AVVENIMENTI
Bolivia e Sudamerica: quale via?
Nella Bolivia dei movimenti sociali di base la presa di coscienza di
classe sta bruciando le tappe costruendo un importante processo di
transizione al socialismo
di
Enrico Campofreda
Luciano Vasapollo, docente di Economia Applicata della Facoltà di
Filosofia presso “La Sapienza” e direttore scientifico del Centro
Studi di Trasformazione Economico-sociale, ha partecipato nella
veste di Osservatore internazionale alle verifiche sulle elezioni
boliviane del 6 dicembre scorso che hanno ribadito la fiducia
popolare a Evo Morales con un plebiscitario 63% dei suffragi.
D.: Era dal 1964 che un
politico boliviano non riceveva dalle urne un secondo mandato.

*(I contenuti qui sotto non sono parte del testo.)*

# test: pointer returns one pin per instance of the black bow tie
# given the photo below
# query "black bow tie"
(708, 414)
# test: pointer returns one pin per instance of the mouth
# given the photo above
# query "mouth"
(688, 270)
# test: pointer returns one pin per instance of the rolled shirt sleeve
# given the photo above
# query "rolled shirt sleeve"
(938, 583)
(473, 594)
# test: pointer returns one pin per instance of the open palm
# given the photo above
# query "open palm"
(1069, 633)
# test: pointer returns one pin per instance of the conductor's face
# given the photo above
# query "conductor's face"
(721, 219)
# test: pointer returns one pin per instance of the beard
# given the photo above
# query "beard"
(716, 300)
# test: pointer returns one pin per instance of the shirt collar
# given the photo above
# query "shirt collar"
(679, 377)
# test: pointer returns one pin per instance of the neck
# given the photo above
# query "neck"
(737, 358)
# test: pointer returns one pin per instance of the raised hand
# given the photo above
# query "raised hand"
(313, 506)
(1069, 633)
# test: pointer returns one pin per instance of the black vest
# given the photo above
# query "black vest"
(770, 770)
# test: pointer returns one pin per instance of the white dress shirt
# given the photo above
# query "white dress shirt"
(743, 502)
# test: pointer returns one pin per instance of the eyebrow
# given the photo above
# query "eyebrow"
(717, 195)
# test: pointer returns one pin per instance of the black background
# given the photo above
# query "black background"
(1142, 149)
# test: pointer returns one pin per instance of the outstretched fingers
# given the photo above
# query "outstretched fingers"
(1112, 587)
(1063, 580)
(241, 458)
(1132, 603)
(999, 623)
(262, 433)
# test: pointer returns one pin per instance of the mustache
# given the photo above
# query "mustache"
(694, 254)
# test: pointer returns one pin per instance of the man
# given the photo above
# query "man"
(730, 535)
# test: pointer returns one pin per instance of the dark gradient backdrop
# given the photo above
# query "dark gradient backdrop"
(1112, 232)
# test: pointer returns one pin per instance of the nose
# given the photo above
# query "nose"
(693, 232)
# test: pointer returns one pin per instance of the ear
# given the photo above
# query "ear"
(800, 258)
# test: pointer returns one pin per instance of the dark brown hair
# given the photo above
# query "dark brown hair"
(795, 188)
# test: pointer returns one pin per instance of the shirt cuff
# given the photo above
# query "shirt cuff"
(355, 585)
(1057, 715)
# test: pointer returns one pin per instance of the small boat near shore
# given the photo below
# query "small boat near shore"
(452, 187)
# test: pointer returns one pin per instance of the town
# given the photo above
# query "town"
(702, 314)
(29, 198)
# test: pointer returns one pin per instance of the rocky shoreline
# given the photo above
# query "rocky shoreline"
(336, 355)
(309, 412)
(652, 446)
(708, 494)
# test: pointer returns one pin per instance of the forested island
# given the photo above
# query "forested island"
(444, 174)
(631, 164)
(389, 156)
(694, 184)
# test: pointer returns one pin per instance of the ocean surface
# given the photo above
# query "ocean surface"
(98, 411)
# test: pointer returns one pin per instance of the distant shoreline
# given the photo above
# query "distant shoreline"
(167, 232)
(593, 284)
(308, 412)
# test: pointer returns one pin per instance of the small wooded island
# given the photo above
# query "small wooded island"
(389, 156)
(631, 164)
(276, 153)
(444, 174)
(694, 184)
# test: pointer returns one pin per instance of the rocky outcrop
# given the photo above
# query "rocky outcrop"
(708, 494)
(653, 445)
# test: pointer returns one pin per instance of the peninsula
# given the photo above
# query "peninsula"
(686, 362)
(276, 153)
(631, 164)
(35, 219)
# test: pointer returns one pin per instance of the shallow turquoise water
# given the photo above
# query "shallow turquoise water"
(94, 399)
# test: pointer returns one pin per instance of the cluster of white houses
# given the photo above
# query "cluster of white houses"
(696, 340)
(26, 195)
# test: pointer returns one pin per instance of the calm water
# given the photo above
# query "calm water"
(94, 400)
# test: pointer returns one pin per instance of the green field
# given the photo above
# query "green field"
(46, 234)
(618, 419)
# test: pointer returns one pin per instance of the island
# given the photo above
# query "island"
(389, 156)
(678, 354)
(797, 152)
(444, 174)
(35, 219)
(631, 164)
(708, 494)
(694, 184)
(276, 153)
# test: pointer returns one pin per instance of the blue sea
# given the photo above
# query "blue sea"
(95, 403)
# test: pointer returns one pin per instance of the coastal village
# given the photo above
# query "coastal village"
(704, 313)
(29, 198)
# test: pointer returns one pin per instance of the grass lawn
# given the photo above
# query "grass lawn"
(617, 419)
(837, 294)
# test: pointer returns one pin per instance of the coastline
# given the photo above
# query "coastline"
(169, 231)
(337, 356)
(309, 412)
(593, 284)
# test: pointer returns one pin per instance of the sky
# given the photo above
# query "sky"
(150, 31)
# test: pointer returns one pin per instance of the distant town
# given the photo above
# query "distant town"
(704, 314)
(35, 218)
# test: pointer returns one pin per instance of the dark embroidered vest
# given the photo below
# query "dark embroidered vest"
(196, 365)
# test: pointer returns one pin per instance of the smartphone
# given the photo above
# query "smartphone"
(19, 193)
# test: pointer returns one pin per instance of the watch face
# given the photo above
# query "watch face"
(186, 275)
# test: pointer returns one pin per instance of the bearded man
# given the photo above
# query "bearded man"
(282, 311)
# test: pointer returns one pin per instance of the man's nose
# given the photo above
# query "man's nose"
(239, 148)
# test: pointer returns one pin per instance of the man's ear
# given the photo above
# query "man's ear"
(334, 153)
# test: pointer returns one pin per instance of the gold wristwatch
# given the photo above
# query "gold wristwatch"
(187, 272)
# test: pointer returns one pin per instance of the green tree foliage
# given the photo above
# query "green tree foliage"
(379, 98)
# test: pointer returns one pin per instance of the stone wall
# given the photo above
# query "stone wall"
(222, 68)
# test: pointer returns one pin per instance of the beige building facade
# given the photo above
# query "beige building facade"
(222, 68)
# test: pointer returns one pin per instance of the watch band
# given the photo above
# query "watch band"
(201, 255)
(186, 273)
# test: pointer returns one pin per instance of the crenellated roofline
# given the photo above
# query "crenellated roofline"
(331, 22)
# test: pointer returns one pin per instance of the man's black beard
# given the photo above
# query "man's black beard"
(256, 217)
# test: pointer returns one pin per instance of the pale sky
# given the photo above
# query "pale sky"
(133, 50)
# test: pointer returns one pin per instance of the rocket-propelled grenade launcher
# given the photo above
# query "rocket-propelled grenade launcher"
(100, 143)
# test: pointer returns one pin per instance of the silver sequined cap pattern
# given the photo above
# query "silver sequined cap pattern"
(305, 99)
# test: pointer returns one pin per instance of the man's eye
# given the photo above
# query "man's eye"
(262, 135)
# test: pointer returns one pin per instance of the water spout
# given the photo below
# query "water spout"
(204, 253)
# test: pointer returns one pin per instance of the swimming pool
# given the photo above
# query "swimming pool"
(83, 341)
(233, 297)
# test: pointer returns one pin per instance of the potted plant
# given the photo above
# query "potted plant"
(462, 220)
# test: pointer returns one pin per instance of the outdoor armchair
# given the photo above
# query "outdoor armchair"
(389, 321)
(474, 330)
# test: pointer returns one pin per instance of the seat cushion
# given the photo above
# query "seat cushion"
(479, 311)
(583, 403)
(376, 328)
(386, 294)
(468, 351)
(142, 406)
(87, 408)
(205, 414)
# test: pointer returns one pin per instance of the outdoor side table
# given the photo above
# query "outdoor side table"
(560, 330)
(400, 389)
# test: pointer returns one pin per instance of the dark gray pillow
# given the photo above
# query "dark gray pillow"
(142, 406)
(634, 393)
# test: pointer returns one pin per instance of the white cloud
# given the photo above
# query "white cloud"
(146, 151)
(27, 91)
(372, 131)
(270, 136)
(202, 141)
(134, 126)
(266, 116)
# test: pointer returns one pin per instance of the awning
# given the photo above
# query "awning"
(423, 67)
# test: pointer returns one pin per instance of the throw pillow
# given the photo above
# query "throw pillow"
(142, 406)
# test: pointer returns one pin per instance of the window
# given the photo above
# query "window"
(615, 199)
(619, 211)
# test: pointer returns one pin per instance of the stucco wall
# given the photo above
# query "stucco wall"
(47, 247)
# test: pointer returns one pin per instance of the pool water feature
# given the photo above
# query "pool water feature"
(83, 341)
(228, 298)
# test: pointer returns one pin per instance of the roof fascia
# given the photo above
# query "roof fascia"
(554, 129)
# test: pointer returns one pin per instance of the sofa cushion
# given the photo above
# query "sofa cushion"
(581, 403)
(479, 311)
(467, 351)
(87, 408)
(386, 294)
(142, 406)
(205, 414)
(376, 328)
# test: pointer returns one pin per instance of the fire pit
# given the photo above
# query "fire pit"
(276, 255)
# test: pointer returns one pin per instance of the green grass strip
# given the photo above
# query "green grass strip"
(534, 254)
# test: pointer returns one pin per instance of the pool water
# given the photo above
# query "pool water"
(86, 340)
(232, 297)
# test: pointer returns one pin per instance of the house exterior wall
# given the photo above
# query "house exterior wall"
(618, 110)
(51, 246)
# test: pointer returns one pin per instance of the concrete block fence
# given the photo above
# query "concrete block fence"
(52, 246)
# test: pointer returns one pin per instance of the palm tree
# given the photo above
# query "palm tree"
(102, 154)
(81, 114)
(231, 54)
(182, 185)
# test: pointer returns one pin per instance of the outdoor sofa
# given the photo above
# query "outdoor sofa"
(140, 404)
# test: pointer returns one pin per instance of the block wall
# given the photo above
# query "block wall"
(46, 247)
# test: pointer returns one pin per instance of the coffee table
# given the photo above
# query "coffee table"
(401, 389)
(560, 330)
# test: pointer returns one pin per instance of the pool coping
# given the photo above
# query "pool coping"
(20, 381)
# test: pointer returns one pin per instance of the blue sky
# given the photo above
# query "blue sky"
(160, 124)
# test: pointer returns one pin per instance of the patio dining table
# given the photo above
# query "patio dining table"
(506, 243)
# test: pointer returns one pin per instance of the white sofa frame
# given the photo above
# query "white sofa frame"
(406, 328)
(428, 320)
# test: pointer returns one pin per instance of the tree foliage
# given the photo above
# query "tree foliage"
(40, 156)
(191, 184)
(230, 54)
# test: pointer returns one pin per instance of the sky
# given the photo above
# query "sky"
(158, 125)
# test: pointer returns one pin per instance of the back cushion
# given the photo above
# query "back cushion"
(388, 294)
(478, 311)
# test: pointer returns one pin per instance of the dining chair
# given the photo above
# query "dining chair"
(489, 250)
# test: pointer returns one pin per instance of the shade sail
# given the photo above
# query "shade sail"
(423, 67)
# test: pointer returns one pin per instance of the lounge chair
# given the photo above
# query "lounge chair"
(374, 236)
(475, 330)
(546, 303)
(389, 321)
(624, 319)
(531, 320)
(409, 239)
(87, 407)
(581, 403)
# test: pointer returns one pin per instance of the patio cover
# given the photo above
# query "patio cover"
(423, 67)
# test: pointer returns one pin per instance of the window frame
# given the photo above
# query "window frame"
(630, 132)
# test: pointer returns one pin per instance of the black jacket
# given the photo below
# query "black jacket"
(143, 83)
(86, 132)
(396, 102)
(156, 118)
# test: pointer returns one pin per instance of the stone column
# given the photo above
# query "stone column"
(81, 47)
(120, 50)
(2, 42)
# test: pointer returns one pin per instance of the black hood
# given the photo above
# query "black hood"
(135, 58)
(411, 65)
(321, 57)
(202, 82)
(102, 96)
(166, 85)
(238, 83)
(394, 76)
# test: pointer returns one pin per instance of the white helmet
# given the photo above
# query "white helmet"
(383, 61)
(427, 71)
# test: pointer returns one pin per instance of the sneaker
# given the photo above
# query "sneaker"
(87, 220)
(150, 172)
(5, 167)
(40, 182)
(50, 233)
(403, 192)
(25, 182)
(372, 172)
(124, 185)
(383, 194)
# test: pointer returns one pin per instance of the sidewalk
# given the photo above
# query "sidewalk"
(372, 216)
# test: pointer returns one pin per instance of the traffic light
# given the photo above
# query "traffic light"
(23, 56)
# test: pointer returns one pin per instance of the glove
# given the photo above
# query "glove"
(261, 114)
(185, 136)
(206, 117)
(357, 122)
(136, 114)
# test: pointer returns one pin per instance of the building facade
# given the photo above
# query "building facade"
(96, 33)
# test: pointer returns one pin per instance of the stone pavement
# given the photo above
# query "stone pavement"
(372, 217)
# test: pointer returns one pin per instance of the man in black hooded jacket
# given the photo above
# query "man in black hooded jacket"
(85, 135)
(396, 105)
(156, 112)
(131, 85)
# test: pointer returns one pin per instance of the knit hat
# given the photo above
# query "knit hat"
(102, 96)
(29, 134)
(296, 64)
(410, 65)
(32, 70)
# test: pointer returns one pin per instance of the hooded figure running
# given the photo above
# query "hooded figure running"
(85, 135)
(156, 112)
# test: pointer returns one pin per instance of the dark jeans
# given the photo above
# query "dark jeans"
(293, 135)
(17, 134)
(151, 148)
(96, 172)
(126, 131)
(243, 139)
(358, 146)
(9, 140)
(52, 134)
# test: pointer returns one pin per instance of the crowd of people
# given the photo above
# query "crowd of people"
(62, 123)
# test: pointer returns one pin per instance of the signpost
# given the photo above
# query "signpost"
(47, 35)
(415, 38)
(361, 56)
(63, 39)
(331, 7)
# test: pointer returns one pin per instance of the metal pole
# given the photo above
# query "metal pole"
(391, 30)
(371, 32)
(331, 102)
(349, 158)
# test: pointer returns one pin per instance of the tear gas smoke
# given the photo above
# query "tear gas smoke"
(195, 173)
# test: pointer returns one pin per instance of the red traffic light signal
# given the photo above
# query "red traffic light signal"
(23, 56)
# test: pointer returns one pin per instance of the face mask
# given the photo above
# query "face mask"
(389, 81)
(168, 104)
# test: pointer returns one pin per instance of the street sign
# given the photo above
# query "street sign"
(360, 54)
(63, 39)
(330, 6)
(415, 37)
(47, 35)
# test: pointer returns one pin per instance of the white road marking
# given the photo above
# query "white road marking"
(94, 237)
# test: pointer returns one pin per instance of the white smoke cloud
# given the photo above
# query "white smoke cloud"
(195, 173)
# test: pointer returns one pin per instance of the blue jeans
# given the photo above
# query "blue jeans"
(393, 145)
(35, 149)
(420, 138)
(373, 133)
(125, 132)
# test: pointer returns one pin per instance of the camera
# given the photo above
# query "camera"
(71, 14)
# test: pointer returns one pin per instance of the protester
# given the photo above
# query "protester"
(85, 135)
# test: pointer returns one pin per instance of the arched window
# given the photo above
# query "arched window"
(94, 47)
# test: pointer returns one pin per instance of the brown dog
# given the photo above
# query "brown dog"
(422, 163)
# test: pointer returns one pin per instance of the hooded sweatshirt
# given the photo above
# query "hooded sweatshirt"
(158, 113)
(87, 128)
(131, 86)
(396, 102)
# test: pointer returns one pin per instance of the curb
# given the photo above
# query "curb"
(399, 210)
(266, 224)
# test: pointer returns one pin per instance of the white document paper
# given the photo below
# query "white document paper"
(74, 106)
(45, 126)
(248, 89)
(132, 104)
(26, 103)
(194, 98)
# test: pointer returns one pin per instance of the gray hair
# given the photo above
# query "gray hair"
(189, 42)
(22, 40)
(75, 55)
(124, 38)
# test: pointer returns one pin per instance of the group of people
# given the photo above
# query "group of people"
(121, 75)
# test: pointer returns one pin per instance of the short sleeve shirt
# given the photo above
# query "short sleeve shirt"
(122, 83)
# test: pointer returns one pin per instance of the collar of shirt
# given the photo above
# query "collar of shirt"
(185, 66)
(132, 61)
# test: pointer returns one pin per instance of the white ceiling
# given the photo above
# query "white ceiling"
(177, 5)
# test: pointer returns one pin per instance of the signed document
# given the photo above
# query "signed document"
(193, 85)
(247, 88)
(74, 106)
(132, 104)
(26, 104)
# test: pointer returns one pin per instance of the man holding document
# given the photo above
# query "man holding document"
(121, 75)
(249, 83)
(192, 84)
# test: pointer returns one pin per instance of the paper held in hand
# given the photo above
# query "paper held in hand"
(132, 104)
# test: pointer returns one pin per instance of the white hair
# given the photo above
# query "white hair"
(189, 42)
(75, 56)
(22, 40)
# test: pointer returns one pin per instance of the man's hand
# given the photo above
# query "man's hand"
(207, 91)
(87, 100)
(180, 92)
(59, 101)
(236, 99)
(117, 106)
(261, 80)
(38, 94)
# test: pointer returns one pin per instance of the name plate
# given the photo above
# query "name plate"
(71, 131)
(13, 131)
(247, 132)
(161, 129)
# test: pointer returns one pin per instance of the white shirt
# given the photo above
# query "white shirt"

Si è
svolto tutto con regolarità e cosa rappresenta questo voto
Professore ?
L.V.: “La regolarità del
voto e la lezione di democrazia del popolo boliviano sono sotto gli
occhi di tutti. Il locale Comitato Elettorale, quarto organo di
potere di quel Paese che è riconosciuto costituzionalmente e
presiede le elezioni in posizione di terzietà, ha svolto un immenso
lavoro. Vedere nei seggi coloro che fino a poco tempo fa erano
uomini analfabeti ha rappresentato un’intensa emozione. C’è stato un
solo rischio, che 400.000 persone (su 5 milioni del corpo
elettorale, ndr) non potessero votare perché non avevano ricevuto la
scheda. Questione comunque risolta in extremis. Ora
che ho dismesso i panni dell’osservatore posso chiosare che costoro
erano tutti campesiños, dunque potenziali elettori del Mas, e
quel mancato recapito aveva il sapore d’un boicottaggio al
presidente uscente. E’ importante sapere che ha votato il 92% degli
aventi diritto e se si considera che schede bianche e nulle
ammontavano al 4%, quelle vinte da Morales sono state fra le
elezioni più partecipate del mondo. Questo voto dice che un popolo
dotato di dignità e una componente politica rispettosa della sua
essenza sociale possono vincere. In quattro anni Morales ha
aumentato di ben dieci punti il consenso, la gente ha premiato gli
effetti virtuosi del suo programma basato su istruzione, assistenza
sanitaria, ridistribuzione della ricchezza, fattori importantissimi
per il processo di trasformazione sociale”.
D.: Sostegno degli indio
e dei ceti subalterni è il mix vincente del presidente aymara.
L.V.: “Per comprendere
la Bolivia occorre guardare oltre la questione etnica, gli indio
sono il 70% della popolazione e costituiscono gran parte della
classe lavoratrice. Il consenso al programma di Morales viene dunque
da questi strati sociali. La novità sta nella qualità della sua
politica che si compenetra e s’arricchisce del rapporto con gli
umili. I cocaleros, i mineros, i comitati di quartiere, le donne,
il movimento dell’acqua sono protagonisti del processo di
trasformazione e vengono rispettati. E’ l’esatto contrario di quel
che fa la Sinistra occidentale sempre pronta a servirsi dei
movimenti per assorbirli e strumentalizzarli. L’esperienza boliviana
mostra il rapporto di autonomia e correttezza fra la base sociale e
il partito che la rappresenta. Una linea capace di produrre quella
straordinaria partecipazione che ha colpito anche me che sono un
buon conoscitore del Sud America. Vedere file interminabili di
persone che si recano coscienziosamente a piedi ai seggi (nelle ore
di voto era vietato il traffico veicolare, ndr) è stata una
dimostrazione d’attaccamento al sistema consultivo diventato in
altre parti del mondo un rituale stanco, privo di coinvolgimento”.
D.: Nelle zone minerarie
di Santa Cruz, Pando, Beni Morales non ha prevalso, possono nascere
da lì azioni antigovernative dei restanti padroni delle riserve
minerarie?
L.V.: “La destra locale
ha riperso le elezioni ma è pericolosa. Ad aprile c’è stato un
tentativo di colpo di mano da parte di gruppi paramilitari che
agiscono nelle zone citate - la cosiddetta area della Mezzaluna -
dove la destra ha seguito elettorale e riceve finanziamenti. Lì
hanno agito per anni le multinazionali e un’oligarchia interna in
rapporto diretto con gli Stati Uniti. Lì s’è radicata una destra
estremista e paramilitare sostenuta una sorta d’Internazionale
fascista vicina alle Intelligence che agisce in America Latina. E’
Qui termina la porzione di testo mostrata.